Several factors contributed to a successful process of settlement and social, cultural, and economic integration of Jews into contemporary Brazilian society from 1910. Since the end of the 19th century, and particularly after the abolition of slavery in 1888, Brazil has become a "country of immigrants," with religious tolerance and intense social and cultural permeability, which was not hindered by the manifestations of prejudice and racism. From the 1880s to the 1940s, Brazil welcomed about 4 million immigrants (65,000 of them – up to 1942 – were Jews). Mostly, immigration came from Italy, Portugal, Spain, and Japan, but also from Germany, Syria, Lebanon, Turkey, Russia, Lithuania, Poland, and other countries.
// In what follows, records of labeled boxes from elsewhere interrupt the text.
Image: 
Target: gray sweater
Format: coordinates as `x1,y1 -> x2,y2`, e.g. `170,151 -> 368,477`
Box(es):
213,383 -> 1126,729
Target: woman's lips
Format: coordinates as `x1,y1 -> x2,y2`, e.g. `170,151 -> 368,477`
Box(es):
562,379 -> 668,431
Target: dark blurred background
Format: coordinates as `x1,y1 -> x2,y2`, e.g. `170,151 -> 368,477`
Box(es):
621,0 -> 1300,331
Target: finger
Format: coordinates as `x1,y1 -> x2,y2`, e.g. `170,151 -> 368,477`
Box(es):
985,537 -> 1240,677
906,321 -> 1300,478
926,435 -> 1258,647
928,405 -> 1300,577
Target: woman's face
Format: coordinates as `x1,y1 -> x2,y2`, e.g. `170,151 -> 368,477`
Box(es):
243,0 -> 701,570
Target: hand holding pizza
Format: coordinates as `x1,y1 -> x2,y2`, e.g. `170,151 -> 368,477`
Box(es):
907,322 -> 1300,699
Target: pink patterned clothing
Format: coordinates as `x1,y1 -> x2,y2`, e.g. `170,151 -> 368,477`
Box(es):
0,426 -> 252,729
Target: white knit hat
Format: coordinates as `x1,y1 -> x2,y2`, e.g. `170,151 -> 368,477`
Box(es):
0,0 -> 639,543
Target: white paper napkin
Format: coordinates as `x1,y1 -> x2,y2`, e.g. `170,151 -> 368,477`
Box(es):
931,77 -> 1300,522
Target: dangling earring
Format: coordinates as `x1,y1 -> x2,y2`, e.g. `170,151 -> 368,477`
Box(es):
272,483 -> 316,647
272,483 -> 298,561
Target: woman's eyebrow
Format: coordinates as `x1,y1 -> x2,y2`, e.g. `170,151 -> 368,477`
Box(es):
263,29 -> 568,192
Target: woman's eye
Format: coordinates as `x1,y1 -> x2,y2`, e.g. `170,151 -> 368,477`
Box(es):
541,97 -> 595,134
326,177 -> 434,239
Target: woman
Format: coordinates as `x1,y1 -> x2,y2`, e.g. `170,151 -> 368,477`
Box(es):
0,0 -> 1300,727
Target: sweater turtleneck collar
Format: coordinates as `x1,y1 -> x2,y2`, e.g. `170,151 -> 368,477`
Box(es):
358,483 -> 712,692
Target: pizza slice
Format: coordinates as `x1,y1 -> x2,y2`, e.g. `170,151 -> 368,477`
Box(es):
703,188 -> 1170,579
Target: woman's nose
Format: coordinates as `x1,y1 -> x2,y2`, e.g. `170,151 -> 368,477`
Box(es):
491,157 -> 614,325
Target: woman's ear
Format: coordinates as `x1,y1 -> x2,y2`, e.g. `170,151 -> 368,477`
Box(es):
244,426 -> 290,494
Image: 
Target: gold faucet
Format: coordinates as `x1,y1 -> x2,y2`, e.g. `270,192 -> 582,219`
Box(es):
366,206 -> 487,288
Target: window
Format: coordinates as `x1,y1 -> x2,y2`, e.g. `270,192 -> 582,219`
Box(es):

These immigrants, with their dynamic cultural, social, and economic drive, played a decisive role in the development of the country and left their mark on the urban culture wherever they settled, such as in São Paulo, Rio de Janeiro, and Porto Alegre.
As well as allowing religious freedom, Brazilian legislation was tolerant towards European immigrants and they could always find loopholes that allowed more immigrants to enter the country, despite legal bureaucracy and the need for "cartas de chamada" (call letters). It was not any different for Jewish immigrants; this was the open social environment full of economic opportunities that successive migratory waves met, at least until the 1930s. From the 1920s on, Brazil became a desirable and viable destination due to the restrictions and quotas imposed by the United States, Canada, and Argentina. In the 1920s, over 10% of all Jews who emigrated from Europe had chosen Brazil as their destination, and between 1920 and 1930 about half of the immigrants from Eastern Europe who arrived in Brazil were Jewish. Only very traditional state circles such as diplomats and the military were not always receptive to the presence of the Jews, but this did not hinder the development of Jewish life in the country by any means. Between 1920 and 1940, immigrants took advantage of the high rates of economic growth and urbanization in Brazil, as well as the commercial and industrial opportunities available. The combination of religious and political freedom, solid community ties, and the individual dream of "making it in America," produced a social and economic dynamism that allowed for individual and collective social integration and the progress of immigrant communities.
Many of the early Jewish settlers became itinerant peddlers (klientelchik), except for a small group of immigrants who worked as artisans. In the course of time, however, this situation underwent a change. The Jewish tradesmen who settled in the country after World War I soon became manufacturers and industrial pioneers in their fields – especially in textiles, readymade clothes, furniture, and at a later period, construction. An outstanding example of industrial pioneers is the Klabin family, leaders in paper manufacturing and related industries.